I would say that trash is trash, and not treasure anywhere else. Just bad attitude is like, say, Jeter's defense. Doesn't invalidate the entire package, instead factors in to it's overall value. And just like a flyball staff would make Jeter's defense more tolerable, good clubhouse leadership already in place would make Bonds' presence more tolerable.

I would conjecture that chemistry cascades over time. So again, if you're really trying to win this year and heck with the next, adding Barry + his Barcalounger becomes more logical. While if you're young and building, thanks but no thanks. Which it seems to me is how teams do approach it.
10:53 AM Sep 24th
 
tangotiger
Certainly chemistry is important. But, is anyone of us actually qualified to figure out the behavioural impact of one person upon another before introducing that player into the mix?

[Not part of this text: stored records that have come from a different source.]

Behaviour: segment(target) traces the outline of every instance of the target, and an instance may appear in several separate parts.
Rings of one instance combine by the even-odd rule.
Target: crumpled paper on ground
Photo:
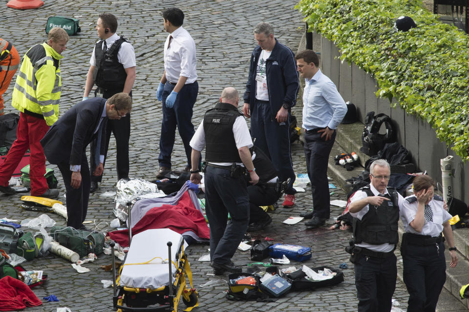
[[[87,268],[84,268],[83,267],[78,264],[75,264],[75,263],[72,264],[72,267],[76,270],[77,272],[78,272],[78,273],[86,273],[86,272],[89,272],[91,270]]]
[[[34,219],[25,219],[21,222],[21,227],[26,227],[33,229],[40,229],[41,228],[50,228],[54,225],[55,221],[45,213]]]

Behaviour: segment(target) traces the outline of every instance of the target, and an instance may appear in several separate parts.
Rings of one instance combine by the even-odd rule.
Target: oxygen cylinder
[[[441,180],[443,187],[443,199],[449,203],[453,196],[453,177],[454,176],[454,167],[453,164],[453,156],[448,156],[440,160],[441,166]]]

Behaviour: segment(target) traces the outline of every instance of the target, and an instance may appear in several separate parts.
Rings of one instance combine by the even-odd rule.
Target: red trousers
[[[40,141],[49,129],[43,119],[20,113],[20,121],[16,130],[16,141],[8,151],[5,162],[0,166],[0,185],[8,186],[15,169],[24,153],[31,150],[29,158],[29,178],[31,180],[31,195],[41,196],[47,190],[45,174],[45,156]]]
[[[15,47],[12,46],[10,54],[0,62],[0,115],[3,114],[3,98],[1,96],[8,88],[10,82],[16,72],[19,64],[20,55]]]

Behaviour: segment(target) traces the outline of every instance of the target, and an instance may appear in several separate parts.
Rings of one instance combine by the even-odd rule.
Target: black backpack
[[[386,133],[380,134],[380,128],[383,123],[386,127]],[[363,146],[360,150],[368,156],[376,155],[386,143],[394,142],[395,132],[389,116],[383,113],[375,116],[375,112],[369,112],[365,117],[365,126],[362,135]]]

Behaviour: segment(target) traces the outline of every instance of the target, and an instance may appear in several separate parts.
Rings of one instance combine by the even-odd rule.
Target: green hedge
[[[469,36],[418,0],[300,0],[296,7],[310,29],[339,47],[341,60],[374,77],[377,96],[396,99],[469,160]],[[401,15],[418,28],[396,32]]]

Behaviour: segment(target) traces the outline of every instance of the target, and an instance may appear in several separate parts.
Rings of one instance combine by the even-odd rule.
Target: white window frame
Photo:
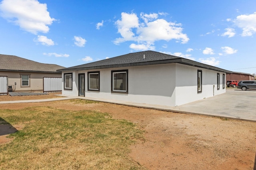
[[[28,79],[22,79],[22,77],[23,76],[27,76],[28,77]],[[20,87],[30,87],[30,74],[20,74]],[[23,82],[26,81],[28,82],[28,85],[24,85]]]

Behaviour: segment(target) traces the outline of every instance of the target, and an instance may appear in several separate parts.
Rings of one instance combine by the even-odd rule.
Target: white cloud
[[[156,41],[168,41],[175,39],[186,43],[189,40],[187,35],[182,33],[183,28],[180,24],[168,22],[163,19],[158,19],[158,14],[153,13],[140,14],[141,20],[134,13],[122,12],[121,20],[116,22],[118,31],[122,37],[116,38],[114,41],[116,44],[126,41],[136,42],[130,47],[134,49],[154,49],[151,47]],[[145,47],[148,48],[145,49]]]
[[[208,48],[207,47],[205,48],[205,49],[203,51],[203,53],[204,54],[210,55],[214,54],[214,53],[213,52],[213,50],[211,48]]]
[[[132,43],[130,45],[129,47],[135,50],[154,50],[155,49],[155,47],[151,46],[150,44],[135,44]]]
[[[191,57],[191,54],[183,54],[182,53],[176,52],[171,54],[171,55],[174,55],[177,57],[180,57],[182,58],[186,58],[187,59],[190,59],[191,60],[194,61],[195,59],[194,57]]]
[[[139,27],[139,19],[137,15],[135,14],[129,14],[125,12],[122,12],[121,15],[122,20],[118,20],[116,24],[117,26],[118,32],[121,34],[122,38],[117,38],[114,43],[119,44],[126,41],[136,40],[132,29]]]
[[[230,37],[234,37],[236,34],[235,30],[234,28],[226,28],[225,30],[226,30],[226,32],[221,34],[221,36],[223,37],[228,36],[228,38],[230,38]]]
[[[89,56],[86,56],[84,58],[82,58],[82,60],[84,61],[90,61],[93,60],[92,58]]]
[[[165,51],[160,51],[162,53],[164,53],[166,54],[169,54],[170,55],[174,55],[177,57],[180,57],[182,58],[186,58],[186,59],[189,59],[191,60],[195,61],[196,59],[194,58],[191,57],[191,54],[183,54],[182,53],[180,52],[175,52],[174,53],[172,53],[170,52],[165,52]]]
[[[50,46],[54,45],[54,42],[53,41],[48,39],[45,36],[38,36],[37,40],[35,41],[39,42],[44,45]]]
[[[153,13],[150,14],[144,14],[143,12],[140,13],[140,18],[142,18],[146,23],[148,22],[148,21],[152,21],[156,19],[158,17],[157,14]]]
[[[237,52],[237,49],[234,49],[233,48],[227,46],[222,47],[221,49],[223,49],[223,52],[226,54],[232,54]]]
[[[168,47],[168,45],[167,45],[167,44],[163,44],[162,46],[162,47],[163,48],[166,48]]]
[[[193,50],[194,50],[194,49],[193,49],[191,48],[188,48],[186,50],[186,52],[191,52],[192,51],[193,51]]]
[[[69,54],[57,54],[56,53],[43,53],[43,55],[48,55],[48,56],[51,56],[52,55],[54,55],[56,57],[69,57]]]
[[[85,39],[84,39],[81,37],[78,37],[76,36],[74,36],[74,37],[75,39],[74,43],[76,46],[80,47],[84,47],[84,44],[85,44],[85,43],[86,42]]]
[[[102,20],[101,21],[101,22],[98,22],[98,23],[97,23],[97,24],[96,24],[96,29],[97,30],[100,30],[100,27],[102,27],[102,26],[103,26],[104,22]]]
[[[214,57],[210,57],[206,59],[200,58],[199,61],[201,63],[213,66],[218,65],[220,62],[219,61],[216,60],[216,59]]]
[[[51,18],[46,4],[37,0],[3,0],[0,3],[1,16],[21,29],[36,34],[47,33],[56,20]]]
[[[256,33],[256,12],[251,14],[238,16],[234,22],[243,30],[242,36],[252,36]]]

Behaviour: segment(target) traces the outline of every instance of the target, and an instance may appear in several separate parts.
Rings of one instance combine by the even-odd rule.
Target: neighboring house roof
[[[144,59],[144,57],[145,59]],[[60,71],[90,70],[108,68],[145,65],[167,63],[179,63],[225,73],[232,71],[169,54],[152,51],[138,52],[66,68]]]
[[[252,76],[254,77],[254,75],[252,74],[250,74],[250,73],[241,73],[240,72],[235,72],[235,71],[232,71],[232,73],[234,73],[235,74],[246,74],[246,75],[251,75]]]
[[[52,73],[64,68],[56,64],[38,63],[15,55],[0,54],[0,71]]]

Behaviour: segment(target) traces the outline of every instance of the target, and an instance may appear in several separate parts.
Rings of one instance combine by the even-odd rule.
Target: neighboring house
[[[240,73],[232,71],[227,73],[227,80],[254,80],[254,76],[248,73]]]
[[[7,83],[12,89],[11,90],[16,91],[42,91],[43,77],[61,77],[61,72],[56,71],[64,68],[14,55],[0,54],[0,86],[4,87]],[[6,81],[7,83],[4,83]],[[1,88],[0,92],[5,90]]]
[[[151,51],[58,71],[62,95],[169,106],[225,93],[226,74],[231,73]]]

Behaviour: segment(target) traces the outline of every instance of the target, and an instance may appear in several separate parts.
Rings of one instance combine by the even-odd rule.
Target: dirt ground
[[[59,97],[0,96],[0,101]],[[14,97],[13,98],[13,97]],[[66,105],[66,101],[0,104],[1,109],[49,106],[92,110],[124,119],[144,131],[145,141],[131,146],[130,156],[150,170],[256,170],[256,123],[98,103]],[[12,125],[18,130],[22,127]],[[0,144],[8,142],[1,135]]]

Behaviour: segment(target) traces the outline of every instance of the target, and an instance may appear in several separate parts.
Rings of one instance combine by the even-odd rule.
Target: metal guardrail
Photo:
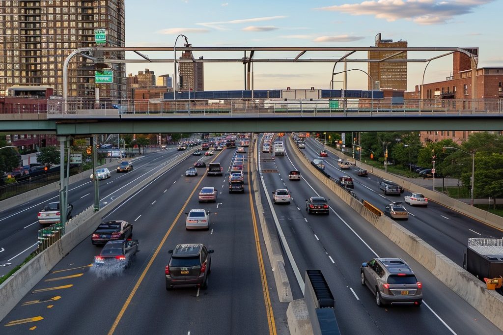
[[[48,118],[119,115],[201,116],[378,116],[500,114],[503,99],[405,99],[401,103],[369,99],[307,100],[49,100]]]

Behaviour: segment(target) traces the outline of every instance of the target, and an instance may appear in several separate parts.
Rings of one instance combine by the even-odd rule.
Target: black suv
[[[208,288],[213,249],[207,249],[201,243],[184,244],[178,244],[168,252],[172,256],[164,269],[166,290],[172,290],[176,286]]]

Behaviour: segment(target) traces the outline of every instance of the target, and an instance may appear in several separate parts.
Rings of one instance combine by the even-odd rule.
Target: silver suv
[[[407,264],[399,258],[375,258],[362,264],[362,285],[375,294],[376,303],[413,304],[423,302],[423,284]]]

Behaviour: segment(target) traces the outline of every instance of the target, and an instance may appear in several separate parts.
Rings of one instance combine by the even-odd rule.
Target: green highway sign
[[[95,83],[113,82],[114,72],[111,70],[95,71]]]
[[[106,29],[95,29],[95,43],[97,44],[107,43]]]

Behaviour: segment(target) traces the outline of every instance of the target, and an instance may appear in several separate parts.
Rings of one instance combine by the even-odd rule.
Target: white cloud
[[[363,40],[363,36],[351,36],[349,35],[339,35],[335,36],[320,36],[316,37],[313,42],[354,42]]]
[[[388,21],[405,19],[420,25],[433,25],[446,23],[455,16],[472,13],[477,7],[493,1],[371,0],[316,9],[351,15],[372,15]]]
[[[277,30],[279,29],[277,27],[275,27],[274,26],[250,26],[246,28],[243,28],[242,30],[243,31],[272,31],[273,30]]]
[[[209,29],[205,28],[169,28],[167,29],[162,29],[157,32],[157,34],[164,34],[165,35],[176,35],[177,34],[183,34],[187,33],[208,33]]]
[[[218,30],[225,30],[226,28],[225,25],[227,24],[237,24],[239,23],[247,23],[248,22],[260,22],[262,21],[268,21],[271,20],[277,19],[284,19],[287,17],[283,15],[277,16],[267,16],[261,18],[252,18],[251,19],[242,19],[240,20],[232,20],[229,21],[218,21],[216,22],[202,22],[196,23],[196,24],[208,28],[211,28]]]

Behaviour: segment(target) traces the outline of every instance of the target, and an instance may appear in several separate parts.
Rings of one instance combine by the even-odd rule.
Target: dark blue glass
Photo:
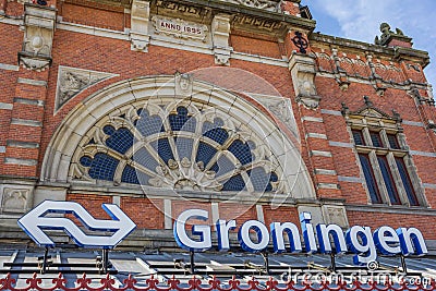
[[[388,134],[388,141],[390,148],[399,149],[400,145],[398,144],[397,135],[396,134]]]
[[[256,167],[251,171],[247,171],[250,180],[256,192],[270,192],[272,191],[272,185],[270,182],[277,181],[277,174],[267,173],[264,168]]]
[[[166,163],[168,163],[168,160],[174,159],[170,143],[168,142],[167,137],[154,141],[150,143],[150,145]]]
[[[216,177],[231,172],[234,169],[235,169],[234,162],[232,162],[226,156],[220,156],[217,162],[215,162],[214,166],[210,167],[210,170],[217,173]]]
[[[408,169],[405,168],[404,160],[402,158],[396,158],[398,171],[400,172],[402,184],[404,185],[405,193],[408,194],[409,203],[412,206],[419,206],[415,191],[413,190],[412,181],[410,180]]]
[[[99,153],[95,155],[94,159],[82,157],[81,163],[89,167],[88,174],[90,178],[113,181],[119,161],[107,154]]]
[[[185,107],[178,107],[177,114],[170,114],[169,121],[172,131],[195,132],[196,120],[187,116]]]
[[[362,131],[353,130],[353,140],[356,145],[365,145]]]
[[[131,166],[125,166],[124,171],[121,175],[121,182],[130,184],[140,184],[140,181],[137,180],[136,170]]]
[[[373,146],[383,147],[380,134],[378,132],[370,132],[370,135],[371,135],[371,141],[373,142]]]
[[[244,189],[245,182],[241,174],[230,178],[222,186],[223,191],[242,191]]]
[[[400,197],[398,196],[397,187],[392,174],[389,169],[388,160],[386,157],[377,156],[378,165],[380,166],[383,180],[385,180],[386,190],[388,191],[388,196],[391,204],[401,204]]]
[[[104,128],[104,131],[107,129],[107,132],[110,132],[110,137],[106,140],[106,145],[120,154],[125,154],[133,146],[134,136],[132,132],[125,128],[121,128],[118,131],[112,131],[110,128],[112,126]]]
[[[204,166],[206,167],[210,159],[215,156],[215,154],[217,154],[217,151],[218,150],[215,147],[206,143],[199,142],[195,161],[203,161]]]
[[[226,130],[219,128],[216,123],[214,124],[207,121],[203,124],[203,136],[209,137],[220,145],[223,145],[227,138],[229,138],[229,134]]]
[[[141,110],[141,119],[136,121],[135,126],[143,136],[149,136],[155,133],[164,132],[164,123],[158,116],[148,116],[147,110]]]
[[[134,161],[137,163],[144,166],[145,168],[155,171],[156,167],[159,166],[159,163],[156,161],[156,159],[152,156],[152,154],[148,153],[147,149],[144,147],[140,148],[132,157]]]
[[[178,149],[179,158],[187,158],[191,160],[194,141],[186,137],[174,137],[175,147]]]
[[[254,155],[252,154],[249,143],[237,140],[229,146],[228,150],[232,153],[242,165],[247,165],[254,160]]]
[[[365,175],[366,186],[370,191],[372,203],[383,203],[380,193],[375,181],[373,168],[371,167],[370,157],[367,155],[359,154],[359,159],[362,165],[363,174]]]

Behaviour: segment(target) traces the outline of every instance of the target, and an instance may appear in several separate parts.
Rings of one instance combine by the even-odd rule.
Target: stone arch
[[[84,146],[83,141],[89,140],[89,135],[96,132],[93,128],[98,128],[105,119],[124,114],[128,107],[144,106],[153,99],[155,104],[172,101],[186,108],[193,108],[190,106],[195,105],[196,109],[193,110],[227,112],[229,118],[240,122],[240,126],[247,129],[249,135],[257,140],[262,136],[263,144],[268,147],[267,151],[271,153],[280,168],[278,180],[282,186],[278,191],[279,194],[293,198],[315,198],[315,190],[299,146],[281,132],[268,114],[226,89],[196,80],[184,81],[185,84],[178,83],[174,76],[126,80],[84,99],[68,114],[52,136],[46,150],[41,180],[74,183],[74,161],[80,158],[77,153],[81,151],[77,148],[81,149]]]

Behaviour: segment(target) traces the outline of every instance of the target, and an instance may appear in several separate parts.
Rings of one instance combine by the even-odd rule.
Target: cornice
[[[419,62],[423,68],[429,63],[427,51],[403,47],[384,47],[379,45],[367,44],[359,40],[341,38],[320,33],[312,33],[311,41],[318,41],[329,46],[337,46],[362,51],[363,53],[375,53],[377,56],[386,56],[395,60],[408,60]]]

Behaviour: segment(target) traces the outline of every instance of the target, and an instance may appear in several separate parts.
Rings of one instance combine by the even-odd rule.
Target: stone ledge
[[[0,110],[12,110],[12,109],[13,109],[12,104],[0,102]]]
[[[36,160],[36,159],[4,158],[4,163],[19,165],[19,166],[37,166],[38,165],[38,160]]]
[[[20,84],[26,84],[26,85],[34,85],[34,86],[41,86],[41,87],[46,87],[47,86],[47,82],[46,81],[40,81],[40,80],[19,77],[16,82],[20,83]]]
[[[377,204],[346,204],[347,211],[382,213],[400,215],[436,216],[436,209],[416,206],[377,205]]]
[[[29,120],[29,119],[17,119],[17,118],[11,119],[11,124],[33,126],[33,128],[41,128],[43,126],[43,122],[40,122],[40,121]]]

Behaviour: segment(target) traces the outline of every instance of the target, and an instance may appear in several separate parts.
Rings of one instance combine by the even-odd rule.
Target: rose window
[[[73,180],[195,191],[274,192],[280,167],[261,134],[205,105],[126,106],[77,148]]]

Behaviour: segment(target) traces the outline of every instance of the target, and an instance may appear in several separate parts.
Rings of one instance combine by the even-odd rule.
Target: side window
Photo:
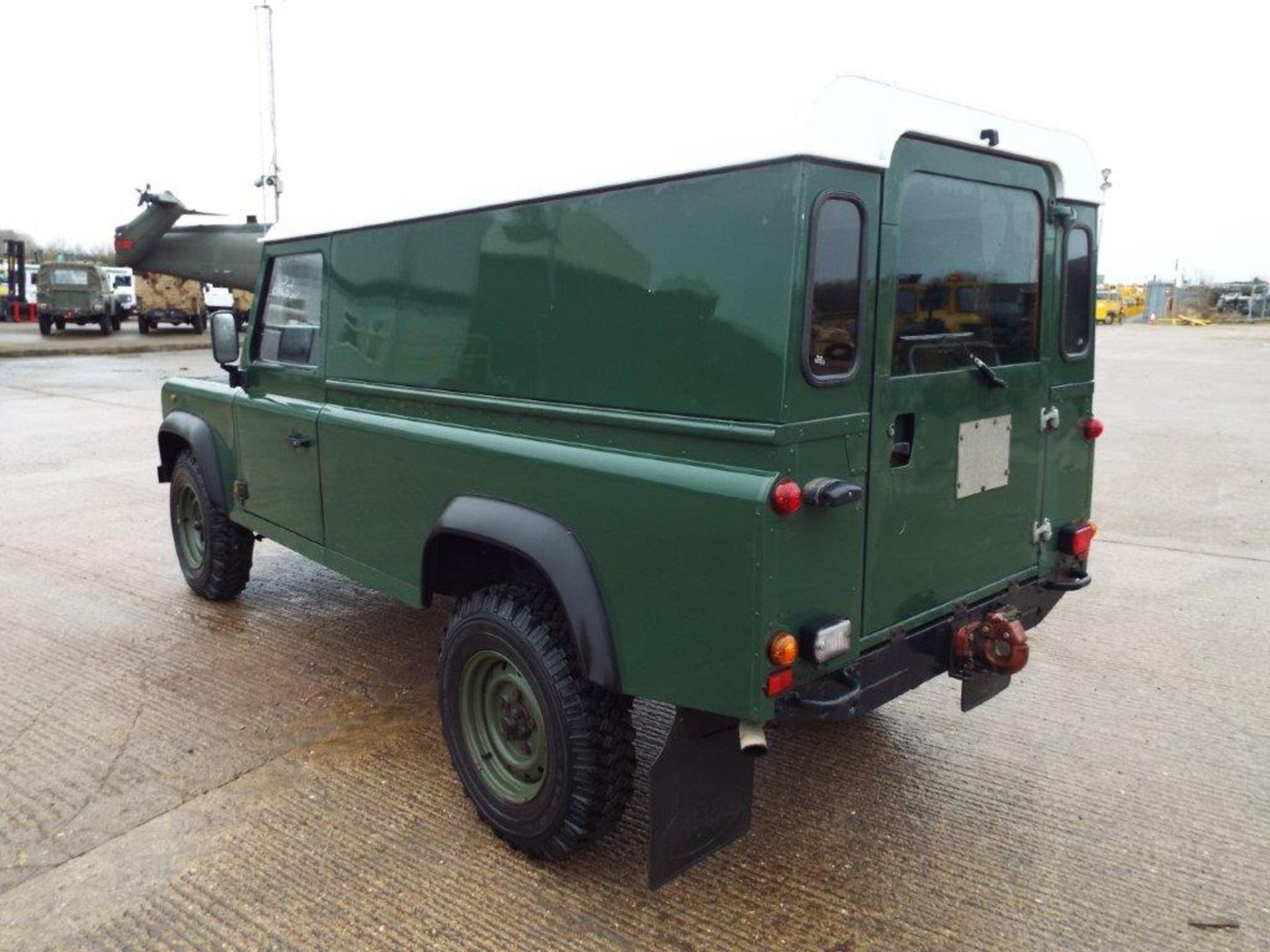
[[[864,213],[847,197],[824,195],[812,213],[804,371],[813,383],[847,380],[860,352],[860,260]]]
[[[1063,357],[1085,357],[1093,336],[1093,268],[1090,230],[1067,232],[1063,248]]]
[[[321,329],[321,254],[278,255],[269,268],[254,357],[274,363],[316,363]]]

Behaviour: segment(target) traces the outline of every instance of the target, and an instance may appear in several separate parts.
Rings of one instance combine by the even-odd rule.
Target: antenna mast
[[[255,180],[260,189],[262,220],[278,221],[278,199],[282,198],[282,175],[278,173],[278,117],[273,104],[273,8],[269,0],[255,4],[257,91],[260,99],[260,168]],[[269,215],[269,190],[273,190],[273,215]]]

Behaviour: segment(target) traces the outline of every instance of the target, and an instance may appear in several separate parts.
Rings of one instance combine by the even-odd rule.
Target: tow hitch
[[[961,710],[978,707],[1027,664],[1027,632],[1017,618],[989,612],[952,632],[949,674],[961,680]]]

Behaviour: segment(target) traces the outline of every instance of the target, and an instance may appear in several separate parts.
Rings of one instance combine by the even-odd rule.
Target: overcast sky
[[[408,213],[578,143],[860,74],[1085,137],[1109,278],[1270,275],[1270,5],[274,0],[283,218]],[[1138,4],[1133,6],[1138,8]],[[1176,10],[1176,13],[1173,13]],[[109,242],[147,182],[259,212],[253,0],[6,3],[0,227]]]

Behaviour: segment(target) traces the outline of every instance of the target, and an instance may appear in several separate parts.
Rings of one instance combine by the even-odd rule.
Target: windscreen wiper
[[[983,359],[975,355],[975,353],[965,343],[966,338],[973,338],[974,331],[947,331],[945,334],[900,334],[900,340],[907,340],[911,343],[922,344],[939,344],[947,343],[955,344],[959,348],[959,353],[970,363],[974,369],[979,372],[984,382],[991,390],[1005,390],[1010,386],[1010,381],[998,374],[991,366],[988,366]]]
[[[975,357],[975,354],[965,344],[961,344],[961,352],[969,358],[970,363],[974,366],[988,383],[989,390],[1005,390],[1010,386],[1010,382],[997,373],[992,367],[989,367],[982,358]]]

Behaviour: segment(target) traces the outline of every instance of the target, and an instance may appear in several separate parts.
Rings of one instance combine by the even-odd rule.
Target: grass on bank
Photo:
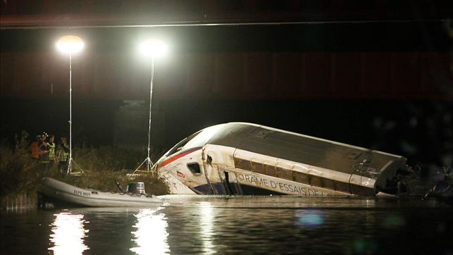
[[[32,194],[38,190],[45,177],[80,187],[111,192],[120,192],[116,181],[125,189],[128,182],[143,182],[147,193],[169,194],[165,180],[156,175],[143,174],[134,180],[128,178],[126,174],[131,173],[146,157],[143,150],[113,147],[76,147],[73,149],[73,158],[83,174],[66,175],[60,173],[56,163],[44,166],[32,160],[27,137],[27,134],[23,132],[20,138],[16,137],[13,145],[4,141],[0,144],[1,197]]]

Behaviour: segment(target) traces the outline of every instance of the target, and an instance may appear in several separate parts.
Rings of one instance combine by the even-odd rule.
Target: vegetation
[[[146,157],[146,156],[145,156]],[[164,180],[156,174],[145,173],[128,177],[144,158],[142,150],[102,147],[76,147],[73,149],[75,162],[73,171],[81,170],[80,176],[66,175],[60,172],[56,163],[43,164],[31,158],[28,134],[23,131],[16,136],[14,144],[6,141],[0,144],[0,195],[1,197],[18,194],[31,194],[39,189],[42,179],[51,177],[81,187],[119,192],[116,182],[125,185],[143,182],[147,193],[156,195],[168,194]]]

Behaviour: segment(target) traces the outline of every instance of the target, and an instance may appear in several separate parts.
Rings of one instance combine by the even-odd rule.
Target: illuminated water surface
[[[149,209],[3,213],[1,254],[453,254],[453,211],[435,201],[164,198]]]

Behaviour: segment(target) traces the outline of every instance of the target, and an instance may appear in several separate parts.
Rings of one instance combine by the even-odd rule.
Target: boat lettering
[[[80,190],[77,190],[77,189],[74,189],[74,194],[75,194],[76,195],[85,196],[85,197],[89,197],[91,195],[91,194],[89,194],[89,192],[82,192],[82,191],[80,191]]]
[[[324,193],[318,190],[309,189],[304,187],[299,187],[288,183],[280,182],[263,178],[259,176],[252,176],[242,173],[237,173],[240,180],[245,181],[249,183],[253,183],[256,186],[267,187],[273,189],[282,191],[285,193],[292,193],[302,196],[316,197],[326,196],[328,193]]]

One team's trash is another team's treasure.


9:10 AM Sep 24th
 
evanecurb
The term needs to be defined before the question can be studied. The concept becomes important or not important based on the definition that is used. I think the Yankees of the Bronx Zoo days had very good team chemistry but Reggie, Billy, and Steinbrenner were jerks. I think the 72-74 A's all hated Finley. I don't define either of these as Bad Chemistry.